Examples of the ABAP Code Analysis Module interface:

• ALL OCCURRENCES OF SY-SYSID. The test checks all occurrences of the SY-SYSID system variable. This variable contains the name of the SAP system where the ABAP code is launched. Any code that depends on SY-SYSID can bypass QA (Quality Assurance).
• Broken AUTHORITY-CHECKS. The test determines the use of the authorization check command without a subsequent check on sy (st) -subrc.
• Exposed Kernel Calls. The ABAP CALL CFUNK command directly calls kernel functions. Functions written in C can significantly improve performance, but their use is not recommended from a security point of view. Calling the kernel function directly from the user directory makes the SAP C kernel vulnerable to potential attacks.

SafeERP Exit

January 21, 2014 it became known about the entry into the market of the complex for the protection of corporate systems SAP of the company. Gazinformservice

In real time, SafeERP monitors the security status of SAP systems, providing access to security settings, security event logs in the system.

The systems SAP of large companies store confidential information and process business-critical data, which attracts attackers and competitors. SafeERP automates the process of managing security in such systems and shows a complete picture of the security of SAP systems throughout the IT environment.

Components of the complex

The whole complex is based on the SafeERP management server and SafeERP agents that are installed in the company's SAP systems. The Unified Information Security Console displays the security settings of all controlled SAP systems.

The complex operation is configured on the management server using the administrator console, where security policies are determined, information selection parameters from agents are set.

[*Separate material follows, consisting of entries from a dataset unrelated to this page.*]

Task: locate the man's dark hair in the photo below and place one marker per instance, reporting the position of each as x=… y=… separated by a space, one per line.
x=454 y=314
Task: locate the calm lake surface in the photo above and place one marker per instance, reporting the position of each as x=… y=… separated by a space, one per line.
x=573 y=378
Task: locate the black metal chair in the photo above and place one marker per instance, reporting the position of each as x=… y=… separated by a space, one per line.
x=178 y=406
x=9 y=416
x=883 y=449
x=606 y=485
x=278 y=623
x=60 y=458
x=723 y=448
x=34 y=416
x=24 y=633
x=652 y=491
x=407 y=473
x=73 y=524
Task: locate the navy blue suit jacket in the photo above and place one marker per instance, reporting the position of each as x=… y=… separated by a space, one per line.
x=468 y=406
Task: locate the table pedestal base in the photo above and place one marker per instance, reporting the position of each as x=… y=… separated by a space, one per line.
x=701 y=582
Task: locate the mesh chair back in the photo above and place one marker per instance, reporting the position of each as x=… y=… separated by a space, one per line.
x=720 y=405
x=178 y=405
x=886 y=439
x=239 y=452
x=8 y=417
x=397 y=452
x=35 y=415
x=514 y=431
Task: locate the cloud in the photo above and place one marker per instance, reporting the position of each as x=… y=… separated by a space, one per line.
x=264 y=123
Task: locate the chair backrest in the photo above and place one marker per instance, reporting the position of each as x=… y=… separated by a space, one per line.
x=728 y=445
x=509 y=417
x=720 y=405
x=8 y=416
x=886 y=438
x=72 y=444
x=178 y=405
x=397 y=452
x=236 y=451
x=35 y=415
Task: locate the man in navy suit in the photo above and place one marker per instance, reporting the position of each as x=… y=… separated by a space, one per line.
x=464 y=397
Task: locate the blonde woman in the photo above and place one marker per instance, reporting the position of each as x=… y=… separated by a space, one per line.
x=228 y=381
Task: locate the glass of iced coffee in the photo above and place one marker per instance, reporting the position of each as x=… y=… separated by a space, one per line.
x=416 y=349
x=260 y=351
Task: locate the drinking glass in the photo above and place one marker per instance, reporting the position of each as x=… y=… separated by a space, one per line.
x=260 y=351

The complex is used on SAP NetWeaver 7.0 and later systems. The complex requires a graphical interface (SAP GUI) of the current version.

SafeERP Capabilities

• It allows you to fix and monitor the safe state of the program code in the system.
• Provides access to information about SAP system security settings through a unified interface.
• Enables you to quickly view critical security events and process them.

Monitoring of safe functioning is carried out through collection, processing, secure storage and correlation of information security events occurring in SafeERP systems controlled by the complex.

SafeERP, unlike most existing Security Information and Event Management (SIEM) systems, helps control access to restricted-use information processed and controlled by the SAP system when configured accordingly. In addition to this, SafeERP has a software interface for integrating (transmitting events) into other SIEM systems.

Functionality

• Control the integrity of SAP software objects and their own components by calculating checksums.
• Security Policy Management.
• Centrally collect and view information security events by category.
• Control the parameters of SAP instance profiles.
• Centrally collect and display changes to user accounts, roles, and permissions.
• Log management events.
• Reporting information security events.
• Quickly analyze system security and monitor critical developments.